How to find total filesize grouped by extension

On a GNU system:

find . -name '?*.*' -type f -printf '%b.%f\0' |
  awk -F . -v RS='\0' '
    {s[$NF] += $1; n[$NF]++}
    END {for (e in s) printf "%15d %4d %s\n", s[e]*512, n[e], e}' |
  sort -n

Or the same with perl, avoiding the -printf extension of GNU find (still using a GNU extension, -print0, but this one is more widely supported nowadays):

find . -name '?*.*' -type f -print0 |
  perl -0ne '
    if (@s = stat$_){
      ($ext = $_) =~ s/.*\.//s;
      $s{$ext} += $s[12];
      $n{$ext}++;
    }
    END {
      for (sort{$s{$a} <=> $s{$b}} keys %s) {
        printf "%15d %4d %s\n",  $s{$_}<<9, $n{$_}, $_;
      }
    }'

It gives an output like:

          12288    1 pnm
          16384    4 gif
         204800    2 ico
        1040384   17 jpg
        2752512   83 png

If you want KiB, MiB... suffixes, pipe to numfmt --to=iec-i --suffix=B.

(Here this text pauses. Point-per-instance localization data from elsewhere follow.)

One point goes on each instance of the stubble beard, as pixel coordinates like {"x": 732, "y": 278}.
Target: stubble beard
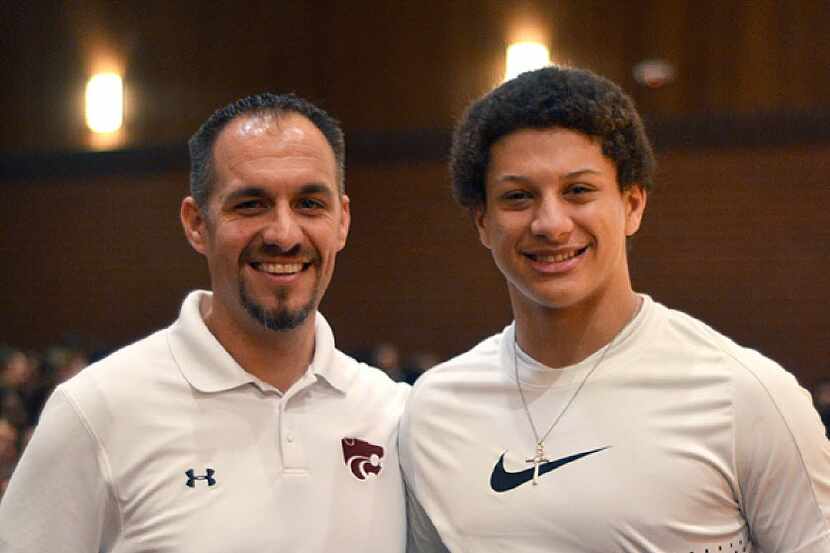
{"x": 280, "y": 319}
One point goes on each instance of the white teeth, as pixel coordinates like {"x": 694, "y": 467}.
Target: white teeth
{"x": 558, "y": 258}
{"x": 280, "y": 268}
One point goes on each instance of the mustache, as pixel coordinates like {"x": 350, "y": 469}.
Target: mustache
{"x": 254, "y": 251}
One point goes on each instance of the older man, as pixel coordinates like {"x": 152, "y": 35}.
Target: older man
{"x": 240, "y": 427}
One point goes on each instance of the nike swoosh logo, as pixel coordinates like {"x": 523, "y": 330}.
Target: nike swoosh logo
{"x": 503, "y": 481}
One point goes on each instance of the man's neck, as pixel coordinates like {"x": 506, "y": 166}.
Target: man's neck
{"x": 278, "y": 358}
{"x": 563, "y": 337}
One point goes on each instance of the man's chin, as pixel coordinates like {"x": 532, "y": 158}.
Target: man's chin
{"x": 280, "y": 319}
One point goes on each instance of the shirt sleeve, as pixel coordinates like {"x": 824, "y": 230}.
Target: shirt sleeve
{"x": 783, "y": 463}
{"x": 58, "y": 499}
{"x": 421, "y": 535}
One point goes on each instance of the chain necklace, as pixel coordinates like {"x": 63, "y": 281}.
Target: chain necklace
{"x": 539, "y": 457}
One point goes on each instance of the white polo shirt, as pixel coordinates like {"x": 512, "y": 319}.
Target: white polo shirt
{"x": 168, "y": 445}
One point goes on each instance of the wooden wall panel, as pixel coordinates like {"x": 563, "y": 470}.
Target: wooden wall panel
{"x": 737, "y": 238}
{"x": 384, "y": 66}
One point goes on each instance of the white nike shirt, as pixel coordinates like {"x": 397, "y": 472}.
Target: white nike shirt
{"x": 681, "y": 441}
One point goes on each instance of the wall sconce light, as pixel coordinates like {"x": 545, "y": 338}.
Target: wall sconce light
{"x": 525, "y": 56}
{"x": 104, "y": 103}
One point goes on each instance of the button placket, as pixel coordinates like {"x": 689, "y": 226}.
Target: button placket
{"x": 292, "y": 408}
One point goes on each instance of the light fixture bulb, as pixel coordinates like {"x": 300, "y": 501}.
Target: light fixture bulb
{"x": 525, "y": 56}
{"x": 104, "y": 103}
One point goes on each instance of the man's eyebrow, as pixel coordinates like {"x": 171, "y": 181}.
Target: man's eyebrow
{"x": 581, "y": 172}
{"x": 248, "y": 191}
{"x": 316, "y": 188}
{"x": 510, "y": 177}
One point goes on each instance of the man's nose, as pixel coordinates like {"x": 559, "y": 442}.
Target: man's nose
{"x": 551, "y": 219}
{"x": 282, "y": 229}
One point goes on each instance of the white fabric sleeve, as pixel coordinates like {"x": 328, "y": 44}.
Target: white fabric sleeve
{"x": 783, "y": 462}
{"x": 58, "y": 500}
{"x": 421, "y": 535}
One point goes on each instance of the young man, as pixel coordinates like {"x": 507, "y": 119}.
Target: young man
{"x": 600, "y": 420}
{"x": 240, "y": 428}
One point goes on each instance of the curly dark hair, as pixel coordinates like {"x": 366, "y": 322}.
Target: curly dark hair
{"x": 201, "y": 143}
{"x": 555, "y": 96}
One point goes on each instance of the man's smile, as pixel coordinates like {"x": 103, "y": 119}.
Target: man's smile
{"x": 274, "y": 268}
{"x": 553, "y": 261}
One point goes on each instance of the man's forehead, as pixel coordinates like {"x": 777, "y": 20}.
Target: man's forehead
{"x": 286, "y": 126}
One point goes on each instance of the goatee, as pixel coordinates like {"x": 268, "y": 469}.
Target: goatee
{"x": 280, "y": 319}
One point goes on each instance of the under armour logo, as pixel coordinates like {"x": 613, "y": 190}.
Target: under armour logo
{"x": 362, "y": 458}
{"x": 192, "y": 477}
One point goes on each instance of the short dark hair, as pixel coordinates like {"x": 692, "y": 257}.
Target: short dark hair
{"x": 201, "y": 143}
{"x": 554, "y": 96}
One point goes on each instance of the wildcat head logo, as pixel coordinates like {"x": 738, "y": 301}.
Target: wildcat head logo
{"x": 362, "y": 458}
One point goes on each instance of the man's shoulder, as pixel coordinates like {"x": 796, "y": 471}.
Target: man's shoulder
{"x": 477, "y": 366}
{"x": 747, "y": 368}
{"x": 367, "y": 380}
{"x": 483, "y": 356}
{"x": 125, "y": 372}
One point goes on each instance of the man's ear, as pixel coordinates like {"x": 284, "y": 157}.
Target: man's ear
{"x": 194, "y": 224}
{"x": 479, "y": 216}
{"x": 345, "y": 222}
{"x": 635, "y": 199}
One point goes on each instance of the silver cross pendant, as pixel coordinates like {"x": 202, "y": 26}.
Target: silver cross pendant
{"x": 537, "y": 459}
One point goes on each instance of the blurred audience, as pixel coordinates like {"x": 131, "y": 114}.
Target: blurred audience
{"x": 821, "y": 396}
{"x": 26, "y": 380}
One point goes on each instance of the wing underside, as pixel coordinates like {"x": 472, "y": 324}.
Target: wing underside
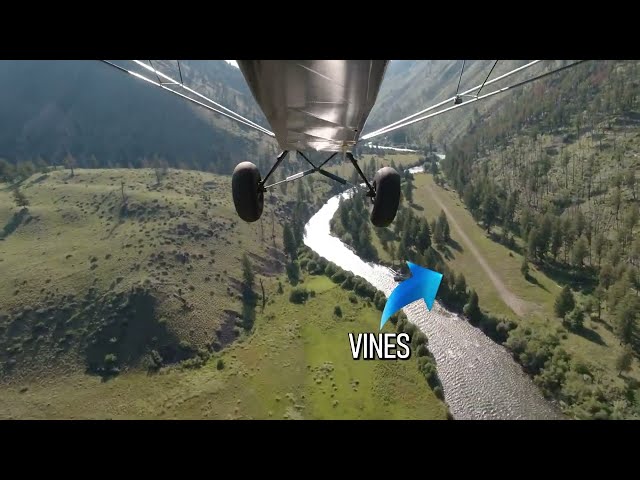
{"x": 315, "y": 104}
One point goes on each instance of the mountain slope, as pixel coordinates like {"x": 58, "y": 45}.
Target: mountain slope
{"x": 412, "y": 85}
{"x": 91, "y": 111}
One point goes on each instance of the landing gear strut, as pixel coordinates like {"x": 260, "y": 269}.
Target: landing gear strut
{"x": 248, "y": 188}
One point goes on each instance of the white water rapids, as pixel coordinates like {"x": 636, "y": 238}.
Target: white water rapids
{"x": 479, "y": 378}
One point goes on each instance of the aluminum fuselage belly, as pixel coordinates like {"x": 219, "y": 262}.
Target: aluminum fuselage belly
{"x": 318, "y": 105}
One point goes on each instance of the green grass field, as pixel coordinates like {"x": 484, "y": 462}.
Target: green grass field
{"x": 296, "y": 364}
{"x": 598, "y": 349}
{"x": 180, "y": 239}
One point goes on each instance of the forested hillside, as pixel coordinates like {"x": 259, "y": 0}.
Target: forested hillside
{"x": 556, "y": 172}
{"x": 90, "y": 114}
{"x": 411, "y": 85}
{"x": 553, "y": 176}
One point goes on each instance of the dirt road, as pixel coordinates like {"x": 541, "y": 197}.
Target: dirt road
{"x": 513, "y": 302}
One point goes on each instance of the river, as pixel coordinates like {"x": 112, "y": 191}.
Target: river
{"x": 480, "y": 379}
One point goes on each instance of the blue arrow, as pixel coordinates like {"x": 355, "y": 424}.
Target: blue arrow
{"x": 423, "y": 283}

%b*512 gives the disk usage, but note that if files are hard linked several times, they will be counted several times so you may see a discrepancy with what du reports.


Here is another solution:

find . -type f |  egrep -o "\.[a-zA-Z0-9]+$" | sort -u | xargs -I '%' find . -type f -name "*%" -exec du -ch {} + -exec echo % \; | egrep "^\.[a-zA-Z0-9]+$|total$" | uniq | paste - -

The part that gets the extensions is:

find . -type f |  egrep -o "\.[a-zA-Z0-9]+$" | sort -u

Next search for the files with an extension and print it on the screen as well:

xargs -I '%' find . -type f -name "*%" -exec du -ch {} + -exec echo % \;

Next we want to keep the extension and the total:

egrep "^\.[a-zA-Z0-9]+$|total$" | uniq

and keep it on the same line:

paste - -

Not as nice as Stephane's solution, but you could try

find . -type f -name "*.png" -print0 | xargs -0r du -ch | tail -n1

where you have to run this for each type of files.